Once again New Deal Fish market supplied me with a fine Spanish octopus, and I made all of my favorite dishes over the course of a week. Preparation was straightforward, using my standard procedure of dipping the tentacles in boiling water for 30 seconds, cooking the whole octopus in a heavy pot with lid (no liquid in the pot), so it braises in its own considerable juices, for about 5 hours at 200° F. When tender, place the hot octopus into a citrusy, herb-flavored bath of olive oil, and refrigerate overnight. Remove from the refrigerator and use as many tentacles as needed for each meal, saving the remainder for the next one.
Pulpo a la Gallega
The first choice is always the simplest. Octopus, pimenton, sea salt flakes, fruity olive oil, some lemon juice, and a glass of wine.

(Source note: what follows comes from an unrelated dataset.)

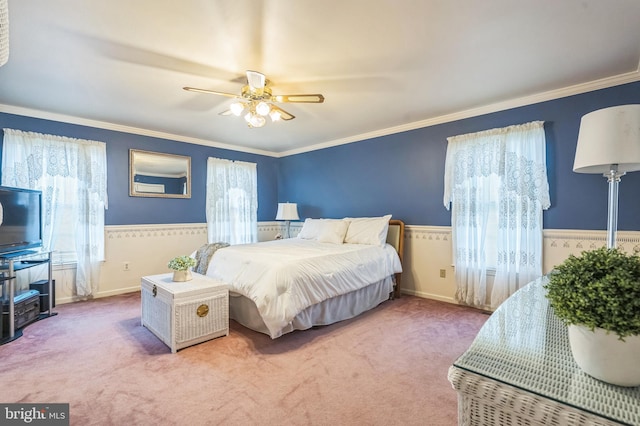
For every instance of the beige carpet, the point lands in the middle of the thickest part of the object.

Grilled Octopus and Potatoes
I had some small fingerling potatoes that I thought would do well in this iconic octopus salad, so I braised them in olive oil and water until tender, and added them to grilled tentacles, cut into 3/4″ pieces. Torn fresh basil, pimenton (picante this time), olive oil and a little lemon….mmmmmmm.
The wine was a big surprise. I had opened a bottle of 1994 Beaux Frères Pinot Noir from Oregon, and thought it might go well with this dish. Indeed it did! Even after spending 24 years in my wine cellar, it was fresh, rich and powerful, a tribute to the winery’s viticulture and fine winemaking.
I enjoyed the Octopus/Potato Salad so much, I did it again the next day, this time with parsley and chives instead of basil.
Salad with Basmati Rice and Sun-Dried Tomatoes
For the Finale on the last day of the week, I grilled the remaining pieces of tentacle and cap, and added it to leftover cooked Basmati Rice (plus chopped sun-dried tomatoes, celery, celery leaves, and parsley), for yet another room-temperature dish for a satisfying lunch.
I’ve only cooked an octopus once, and I was amazed at how many meals came from it!